Stallpflicht ab 1. März?Schutz vor Vogelgrippe
Das Bundesforschungsinstitut für Tiergesundheit auf der Insel Riems hat wegen steigender Vogelgrippegefahr eine erneute Stallpflicht für heimisches Geflügel ab dem 1. März empfohlen.
Das Bundesforschungsinstitut für Tiergesundheit auf der Insel Riems hat wegen steigender Vogelgrippegefahr eine erneute Stallpflicht für heimisches Geflügel ab dem 1. März empfohlen. Die Empfehlung resultiere aus der aktuellen Risikobewertung einer möglichen Einschleppung von Vogelgrippeviren, teilte das Institut am Mittwoch mit. Besondere Gefährdungsquellen stellten illegale Importe von lebendem Geflügel und Geflügelprodukten sowie der Vogelzug dar.

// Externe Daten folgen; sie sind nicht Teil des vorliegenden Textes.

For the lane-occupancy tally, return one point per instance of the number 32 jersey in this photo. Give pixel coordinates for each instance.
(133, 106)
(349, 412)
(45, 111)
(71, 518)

Eine Einschleppung des Grippevirus' vom Typ H5N1 über Zugvögel könne nicht ausgeschlossen werden, erklärte Institutspräsident Thomas Mettenleiter. Außerdem ließen sich für Deutschland anhand der Vogelzugrouten keine begrenzten Risikogebiete ausweisen, da die Routen überlappten. Zum bestmöglichen Schutz der Haus- und Nutzgeflügelbestände empfiehlt das Institut daher eine erneute zweimonatige Aufstallung ab dem 1. März. Außerdem sollte zur Erkennung einer möglichen Einschleppung die Überwachung von Wildvögeln wieder intensiviert werden.
Zum jetzigen Zeitpunkt liegen zwar keine gemeldeten Fälle aus den Überwinterungsgebieten vor, ein Teil der Zugvögel überquert aber auf seinem Rückflug die betroffenen Gebiete in der Türkei, wie das Institut weiter mitteilte. Hier könnte es zu einem Kontakt mit infiziertem Geflügel und zur Infektion mit dem Virus kommen. Die Wahrscheinlichkeit einer Übertragung von diesen Zugvögeln auf Hausgeflügel und Wildvögel könne nicht genau beziffert werden, erklärte Mettenleiter.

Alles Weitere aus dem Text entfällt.